Tremble with fear and do not sin!
Do some soul-searching as you lie in bed,
And repent of your ways!

Who is the faithful follower in this Psalm? It’s the very One to whom God said, “This is my beloved Son, in whom I am well pleased.” It’s the One who cried out to His Father from the cross, “My God! My God! Why have you forsaken me?” so that we would never have to. 

When you are unfaithful, He remains faithful, even unto death. He is the Word of truth fastened around your waist. He is your breastplate of righteousness, your defense. He shields you with the faith to extinguish lies. He is your helmet of salvation. His Spirit and His Word compose the double edges of your sword.
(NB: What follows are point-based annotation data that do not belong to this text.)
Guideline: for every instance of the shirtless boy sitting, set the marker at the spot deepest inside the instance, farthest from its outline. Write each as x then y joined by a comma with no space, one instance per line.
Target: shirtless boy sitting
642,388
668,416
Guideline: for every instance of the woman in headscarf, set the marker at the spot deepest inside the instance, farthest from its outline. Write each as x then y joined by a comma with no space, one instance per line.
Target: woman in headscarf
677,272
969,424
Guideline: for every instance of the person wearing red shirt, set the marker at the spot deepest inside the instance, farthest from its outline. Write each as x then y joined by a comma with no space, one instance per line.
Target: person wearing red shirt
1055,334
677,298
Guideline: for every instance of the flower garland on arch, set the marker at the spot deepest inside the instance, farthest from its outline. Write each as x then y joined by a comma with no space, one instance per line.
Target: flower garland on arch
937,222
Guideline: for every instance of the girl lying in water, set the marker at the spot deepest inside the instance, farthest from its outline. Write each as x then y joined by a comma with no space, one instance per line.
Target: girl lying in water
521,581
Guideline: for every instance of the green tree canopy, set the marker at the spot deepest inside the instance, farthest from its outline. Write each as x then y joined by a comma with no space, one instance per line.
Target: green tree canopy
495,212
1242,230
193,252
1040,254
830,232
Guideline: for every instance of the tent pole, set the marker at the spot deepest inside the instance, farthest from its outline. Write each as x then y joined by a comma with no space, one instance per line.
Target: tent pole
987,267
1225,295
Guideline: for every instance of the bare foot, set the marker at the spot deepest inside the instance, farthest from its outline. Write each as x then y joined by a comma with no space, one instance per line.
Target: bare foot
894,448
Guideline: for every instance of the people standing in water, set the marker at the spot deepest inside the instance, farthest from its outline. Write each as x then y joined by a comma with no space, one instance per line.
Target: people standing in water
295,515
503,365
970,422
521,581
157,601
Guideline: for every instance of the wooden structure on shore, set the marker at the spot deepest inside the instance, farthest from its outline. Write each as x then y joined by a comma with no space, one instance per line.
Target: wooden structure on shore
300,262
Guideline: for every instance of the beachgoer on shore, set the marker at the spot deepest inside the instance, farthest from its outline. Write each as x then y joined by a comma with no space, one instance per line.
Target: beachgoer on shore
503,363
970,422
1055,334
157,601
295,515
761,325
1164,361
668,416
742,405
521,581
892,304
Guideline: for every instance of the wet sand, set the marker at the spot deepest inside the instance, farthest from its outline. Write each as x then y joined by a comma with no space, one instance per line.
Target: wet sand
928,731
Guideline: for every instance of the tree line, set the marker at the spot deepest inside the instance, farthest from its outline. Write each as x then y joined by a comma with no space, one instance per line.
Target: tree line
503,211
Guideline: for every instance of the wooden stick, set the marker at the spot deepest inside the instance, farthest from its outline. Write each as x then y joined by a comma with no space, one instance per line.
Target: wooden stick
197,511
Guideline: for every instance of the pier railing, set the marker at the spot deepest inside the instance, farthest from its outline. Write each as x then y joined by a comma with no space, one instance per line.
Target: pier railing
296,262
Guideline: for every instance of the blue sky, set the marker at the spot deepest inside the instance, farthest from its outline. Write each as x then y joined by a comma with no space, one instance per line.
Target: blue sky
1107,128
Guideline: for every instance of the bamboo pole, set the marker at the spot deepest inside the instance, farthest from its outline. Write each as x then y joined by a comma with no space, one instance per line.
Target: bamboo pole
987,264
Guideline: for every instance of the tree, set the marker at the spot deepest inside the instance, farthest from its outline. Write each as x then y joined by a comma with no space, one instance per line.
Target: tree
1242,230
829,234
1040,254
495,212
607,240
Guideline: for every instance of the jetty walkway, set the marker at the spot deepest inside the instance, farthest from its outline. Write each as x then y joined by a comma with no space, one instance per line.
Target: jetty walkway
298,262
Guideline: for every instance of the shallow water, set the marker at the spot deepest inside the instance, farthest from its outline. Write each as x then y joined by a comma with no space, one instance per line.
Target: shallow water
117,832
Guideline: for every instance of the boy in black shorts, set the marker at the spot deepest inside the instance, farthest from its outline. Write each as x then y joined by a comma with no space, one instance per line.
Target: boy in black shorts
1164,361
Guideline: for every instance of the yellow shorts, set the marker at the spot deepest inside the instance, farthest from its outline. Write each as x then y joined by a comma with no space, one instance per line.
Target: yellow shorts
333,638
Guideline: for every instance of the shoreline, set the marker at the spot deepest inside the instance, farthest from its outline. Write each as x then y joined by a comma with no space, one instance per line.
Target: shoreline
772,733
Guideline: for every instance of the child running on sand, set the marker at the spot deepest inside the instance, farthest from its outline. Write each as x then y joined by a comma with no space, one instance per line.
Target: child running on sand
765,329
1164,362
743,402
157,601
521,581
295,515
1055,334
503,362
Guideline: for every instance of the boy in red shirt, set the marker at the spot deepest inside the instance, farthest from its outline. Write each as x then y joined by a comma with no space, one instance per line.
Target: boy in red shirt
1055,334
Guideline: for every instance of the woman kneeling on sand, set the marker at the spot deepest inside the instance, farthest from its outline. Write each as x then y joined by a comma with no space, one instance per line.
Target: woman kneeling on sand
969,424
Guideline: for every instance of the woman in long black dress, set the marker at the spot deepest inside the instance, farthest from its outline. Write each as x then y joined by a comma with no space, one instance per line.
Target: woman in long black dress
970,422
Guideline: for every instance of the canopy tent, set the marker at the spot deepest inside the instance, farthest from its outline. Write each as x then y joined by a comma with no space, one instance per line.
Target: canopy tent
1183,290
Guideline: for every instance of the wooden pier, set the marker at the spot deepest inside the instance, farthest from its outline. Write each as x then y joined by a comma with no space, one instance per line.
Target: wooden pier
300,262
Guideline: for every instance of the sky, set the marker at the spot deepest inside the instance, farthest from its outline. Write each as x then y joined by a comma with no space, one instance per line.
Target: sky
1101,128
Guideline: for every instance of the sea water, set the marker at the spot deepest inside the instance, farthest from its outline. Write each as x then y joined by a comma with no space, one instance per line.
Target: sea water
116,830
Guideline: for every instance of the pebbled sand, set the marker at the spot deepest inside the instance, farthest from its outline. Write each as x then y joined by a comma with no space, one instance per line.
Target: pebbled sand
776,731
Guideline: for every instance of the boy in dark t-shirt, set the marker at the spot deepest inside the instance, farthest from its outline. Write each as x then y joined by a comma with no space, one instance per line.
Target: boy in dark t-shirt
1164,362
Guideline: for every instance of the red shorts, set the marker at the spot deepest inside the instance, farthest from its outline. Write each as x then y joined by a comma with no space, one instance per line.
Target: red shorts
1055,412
He is yours. And you are His. 

4. David trusts and obeys. 

Offer the prescribed sacrifices and trust in the Lord!
Many say, “Who can show us anything good?”
Smile upon us, Lord!
You make me happier than those who have abundant grain and wine.
I will lie down and sleep peacefully,
For you, Lord, make me safe and secure. 

Into your emptiness and hunger, Christ pours His Spirit. Into your darkness, He shines His face. Have you surrendered the territory of your heart to its rightful King, or are you still fighting a battle won 2,000 years ago on the cross? Are you looking for happiness outside of Jesus? Trust and obey; there really isn’t another way. 

And when you do, He will show you His goodness. In His light you are never in darkness. In His presence you are never alone. Let Him disarm His enemies before your very eyes. Rest from battle, and follow David’s lead by singing a lullaby: 

Turn your eyes upon Jesus. Look full in His wonderful face, and the things of earth will grow strangely dim in the light of His glory and grace.